Development Activities of
the Government
For developmental activities, Government of Bhutan is
importing raw materials, machines, tools, modern technologies etc. from other
countries. Thus, the value of imports exceeded the value of exports, making
balance of payment unfavourable.
2.
Import of Services
Bhutan is forced to import services and capital from
other countries to work in different sectors because in Bhutan the numbers of
trained and skilled people are very less. Consequently, our country had to pay
huge amount of money as interest, salaries, and profits for these services
which in turn, led to the disequilibrium in the balance of payment.
3.
Fall in Demand
This may be due to changes in tastes and fashions of
the consumers or because of rising cost of production, natural factors and
foreign competition. As a result, exports decrease making the balance of
payment unfavorable.
4.
Natural Factors
Bhutan’s export is dominated by agricultural products,
and these products are influenced by natural factors like flood, drought, pest,
etc. This lowers our exports and hence, balance of payment becomes
unfavourable.
5.
Demonstration Effect
As many people of our
country try to imitate the consumption pattern, particularly with regard to
luxuries like cars, air-conditioners, etc., of the developed countries. This
will lead to large increase in imports, causing disequilibrium in our balance
of payment.
6.
Inflationary Pressure
A high rate of inflation at home encourages imports by
making these relatively cheaper. It also leads to decrease in country’s
exports. Thus, balance of payments becomes unfavorable.
7.
Population Growth
A rapid increase in population has increased demand
for all types of consumer goods leading to a fall in export earnings.
REMEDIAL MEASURES TO CORRECT
DISEQUILIBRIUM IN BALANCE OF PAYMENTS
1.
Deflation
By deflation we can increase the demand of commodities
in domestic and foreign market because deflation leads to decrease in the price
of the commodities. If demand increases in the foreign market, it is useful to
achieve favourable balance of payment.
2.
Depreciation
Depreciation implies the automatic fall in the value
of home currency against the foreign currencies. For instance, if Ngultrum
depreciates it means that Bhutanese pay more Ngultrum for a dollar.

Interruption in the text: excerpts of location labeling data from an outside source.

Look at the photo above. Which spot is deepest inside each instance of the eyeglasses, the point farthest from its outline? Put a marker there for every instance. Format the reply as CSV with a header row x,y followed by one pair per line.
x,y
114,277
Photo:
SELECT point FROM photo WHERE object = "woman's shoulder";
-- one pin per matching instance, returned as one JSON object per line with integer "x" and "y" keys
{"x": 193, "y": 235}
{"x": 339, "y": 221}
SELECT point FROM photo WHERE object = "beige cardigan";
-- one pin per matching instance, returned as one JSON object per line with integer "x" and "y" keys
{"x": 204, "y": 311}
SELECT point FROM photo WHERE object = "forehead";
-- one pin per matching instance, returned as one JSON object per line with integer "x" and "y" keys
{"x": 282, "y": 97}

Depreciation will make imports costlier in terms of the domestic currency. As a
result, imports fall.
3.
Devaluation
It refers to the increase in the value of foreign
currency or fall in the value of domestic currency. If the country devaluate
its currency, domestic consumer has to pay higher price on imported goods. So
similar to depreciation, devaluation also makes imports costlier leading to
decrease in imports.
4.
Discouraging Imports and
Encouraging Exports
A country can discourage imports levying duties, tariffs
and by fixing imports quotas. Similarly, Government can encourage exports by
reducing duties, giving subsidies and financial assistances in order to get
favorable balance of payment.
5.
External Debt
Government can also correct its balance of payment
position by securing loans from abroad or international financial organization.
6.
Tariff
If Government impose higher tariff on importing
commodities, it leads to increase in the price of commodities, and thereby
decrease in import.
7.
Tourism
It is an important method to earn foreign currency.
Our country is very keen on promoting eco-tourism based on the principle of “Low Volume, High Value”.